11. This shows that in his opinion that money raised under Ex. E was used for a purpose totally different from the purpose mentioned in the plaint. This is not the case of any of the parties. That the money was used for the purpose of paying off the liability of Ayalu was never raised in the plaint. I have already quoted paragraph 12 wherein the reasons for calling into question the alienation are mentioned by the plaintiffs. Of course the case raised in the lower court's judgment was not raised in the previous suit at all. The matter becomes very clear when we examine the grounds of appeal put in by the plaintiffs in the lower appellate court. There also it is not stated that the money raised under Ex. E was used for the purpose for which the learned judge says it must have been used. In these circumstances, it is surprising that the learned Judge allowed the question to be raised and persuaded himself to set aside the finding of the District Munsif holding that the money was used for meeting the liability of Ayalu. It is contended with a great deal of force by the learned advocate for the appellant that the finding is perverse. A finding not based upon the cases of the respective parties certainly cannot be accepted in Second Appeal.

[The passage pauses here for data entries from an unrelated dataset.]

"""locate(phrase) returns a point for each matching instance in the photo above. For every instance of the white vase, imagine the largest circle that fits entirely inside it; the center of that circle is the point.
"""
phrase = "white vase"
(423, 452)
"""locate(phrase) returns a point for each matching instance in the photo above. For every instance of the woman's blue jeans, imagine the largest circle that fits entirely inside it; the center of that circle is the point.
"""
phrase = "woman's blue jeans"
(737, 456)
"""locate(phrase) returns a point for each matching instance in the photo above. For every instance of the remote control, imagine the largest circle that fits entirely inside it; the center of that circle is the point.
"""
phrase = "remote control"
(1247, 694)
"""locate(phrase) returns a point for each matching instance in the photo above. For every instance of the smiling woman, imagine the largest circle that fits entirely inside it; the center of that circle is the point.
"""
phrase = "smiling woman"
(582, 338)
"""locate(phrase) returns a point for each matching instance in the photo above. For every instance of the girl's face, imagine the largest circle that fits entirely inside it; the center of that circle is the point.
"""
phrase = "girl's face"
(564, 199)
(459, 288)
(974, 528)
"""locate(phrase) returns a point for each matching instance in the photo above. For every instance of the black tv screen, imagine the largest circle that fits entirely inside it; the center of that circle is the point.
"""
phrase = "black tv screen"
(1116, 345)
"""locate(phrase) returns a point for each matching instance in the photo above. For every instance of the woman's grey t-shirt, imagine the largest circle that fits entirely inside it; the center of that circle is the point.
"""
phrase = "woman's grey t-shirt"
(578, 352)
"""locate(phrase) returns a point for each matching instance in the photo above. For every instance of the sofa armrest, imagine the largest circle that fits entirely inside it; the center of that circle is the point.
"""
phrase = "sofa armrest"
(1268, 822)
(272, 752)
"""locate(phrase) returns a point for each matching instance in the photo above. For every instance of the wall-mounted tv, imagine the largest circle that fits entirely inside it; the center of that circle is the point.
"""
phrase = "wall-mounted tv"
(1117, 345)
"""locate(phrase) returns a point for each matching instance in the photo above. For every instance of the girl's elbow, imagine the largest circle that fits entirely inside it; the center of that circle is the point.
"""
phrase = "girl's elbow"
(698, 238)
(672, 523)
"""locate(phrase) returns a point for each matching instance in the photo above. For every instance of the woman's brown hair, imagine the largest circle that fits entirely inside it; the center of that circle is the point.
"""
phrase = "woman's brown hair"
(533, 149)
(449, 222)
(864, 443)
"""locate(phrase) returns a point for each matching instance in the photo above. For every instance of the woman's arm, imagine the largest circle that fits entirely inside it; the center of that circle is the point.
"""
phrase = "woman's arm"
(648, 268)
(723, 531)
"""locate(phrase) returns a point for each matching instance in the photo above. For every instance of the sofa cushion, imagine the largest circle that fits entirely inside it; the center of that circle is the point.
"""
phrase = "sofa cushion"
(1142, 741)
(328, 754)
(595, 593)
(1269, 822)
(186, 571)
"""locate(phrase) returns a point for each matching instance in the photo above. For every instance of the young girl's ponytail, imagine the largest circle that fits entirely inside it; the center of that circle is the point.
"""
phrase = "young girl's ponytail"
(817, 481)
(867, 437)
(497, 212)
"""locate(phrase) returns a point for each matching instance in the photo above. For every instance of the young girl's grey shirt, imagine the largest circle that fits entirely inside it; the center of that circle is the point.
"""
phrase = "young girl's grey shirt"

12. The only question is what should be done in the circumstances, whether I should find for myself on the evidence whether the transaction is binding on the plaintiffs or whether the case should be remitted to the lower court for a fresh finding. All the materials necessary to arrive at a finding are not before me and so the proper course would be to send the case to the lower court to submit a revised finding on issue 3. The finding of the lower court on that issue is set aside. The revised finding is to be submitted on the evidence on record within six weeks after receipt of this Order 10 days for objections.
13. The memorandum of objection is not pressed and is dismissed. No costs. The respondents will have to pay the court-fee on the memorandum of objections.
14. In pursuance of the above order of the High Court, the Subordinate Judge of Chingleput submitted the following revised
15. Finding: - find that the transaction of mortgage Ex. E was executed by the manager of the family with the assent of all his adult sons at the time and Rs. 4,000 taken from mortgagee to discharge antecedent debts. The transaction was absolutely fair and above board.
16. On the issue remitted, my finding of fact is that the mortgage, Ex. E, and the decree (Ex. K) obtained on it are valid and bind the plaintiffs and they were obtained fairly and no taint of fraud attaches to them.
17. The Court delivered the following
18. The finding is accepted. The result is that the lower court's decree is set aside with respect of the 5/16th share of the property covered by Ex. E, claimed by the 7th defendant in the second appeal. In other respects the lower court's decree will stand. The second appeal is allowed with costs. The contesting respondents will pay the costs.